Project description:Exome sequence capture and massively parallel sequencing can be combined to achieve inexpensive and rapid global analyses of the functional sections of the genome. The difficulties of working with relatively small quantities of genetic material, as may be necessary when sharing tumor biopsies between collaborators for instance, can be overcome using whole genome amplification. However, the potential drawbacks of using a whole genome amplification technology based on random primers in combination with sequence capture followed by massively parallel sequencing have not yet been examined in detail, especially in the context of mutation discovery in tumor material.

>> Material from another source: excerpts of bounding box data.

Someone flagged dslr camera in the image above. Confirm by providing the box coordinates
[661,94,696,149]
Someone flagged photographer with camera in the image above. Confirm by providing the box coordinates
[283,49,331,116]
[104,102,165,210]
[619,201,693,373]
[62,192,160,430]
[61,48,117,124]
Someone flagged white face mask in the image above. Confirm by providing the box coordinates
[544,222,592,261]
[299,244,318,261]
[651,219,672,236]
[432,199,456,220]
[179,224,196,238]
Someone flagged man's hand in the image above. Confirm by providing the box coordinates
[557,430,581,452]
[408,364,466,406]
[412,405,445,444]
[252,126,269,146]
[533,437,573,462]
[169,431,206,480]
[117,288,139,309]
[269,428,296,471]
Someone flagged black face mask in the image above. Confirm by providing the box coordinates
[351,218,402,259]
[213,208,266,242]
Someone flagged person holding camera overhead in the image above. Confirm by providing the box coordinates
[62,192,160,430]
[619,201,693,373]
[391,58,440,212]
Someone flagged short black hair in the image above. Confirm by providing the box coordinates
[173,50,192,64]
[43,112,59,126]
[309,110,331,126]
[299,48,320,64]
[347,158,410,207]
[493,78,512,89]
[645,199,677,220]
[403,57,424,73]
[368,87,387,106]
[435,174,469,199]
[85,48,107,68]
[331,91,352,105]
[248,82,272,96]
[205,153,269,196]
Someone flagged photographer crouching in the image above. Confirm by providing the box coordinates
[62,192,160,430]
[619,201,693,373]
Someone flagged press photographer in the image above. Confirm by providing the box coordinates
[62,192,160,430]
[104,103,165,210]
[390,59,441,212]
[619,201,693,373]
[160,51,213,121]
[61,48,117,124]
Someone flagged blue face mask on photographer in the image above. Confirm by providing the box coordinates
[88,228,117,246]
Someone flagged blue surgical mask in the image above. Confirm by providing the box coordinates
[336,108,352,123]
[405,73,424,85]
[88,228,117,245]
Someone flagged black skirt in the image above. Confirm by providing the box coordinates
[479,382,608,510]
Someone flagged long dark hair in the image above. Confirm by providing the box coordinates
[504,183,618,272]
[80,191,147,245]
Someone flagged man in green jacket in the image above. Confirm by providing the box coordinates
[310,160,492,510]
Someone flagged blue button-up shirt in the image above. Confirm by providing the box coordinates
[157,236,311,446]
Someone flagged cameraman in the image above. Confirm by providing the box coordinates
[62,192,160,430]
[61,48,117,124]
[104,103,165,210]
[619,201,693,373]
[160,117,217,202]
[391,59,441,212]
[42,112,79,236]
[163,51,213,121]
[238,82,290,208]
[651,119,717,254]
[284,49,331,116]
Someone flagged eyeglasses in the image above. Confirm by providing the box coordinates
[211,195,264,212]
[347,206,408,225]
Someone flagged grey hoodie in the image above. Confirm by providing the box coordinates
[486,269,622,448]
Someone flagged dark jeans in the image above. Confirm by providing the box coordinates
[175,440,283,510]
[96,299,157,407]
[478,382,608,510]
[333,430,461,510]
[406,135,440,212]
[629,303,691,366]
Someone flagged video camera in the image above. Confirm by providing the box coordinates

In this work, we compare mutations detected in sequence data for unamplified DNA, whole genome amplified DNA, and RNA originating from the same tumor tissue samples from 16 patients diagnosed with non-small cell lung cancer. The results obtained provide a comprehensive overview of the merits of these techniques for mutation analysis. We evaluated the identified genetic variants, and found that most (74%) of them were observed in both the amplified and the unamplified sequence data. Eighty-nine percent of the variations found by WGA were shared with unamplified DNA. We demonstrate a strategy for avoiding allelic bias by including RNA-sequencing information.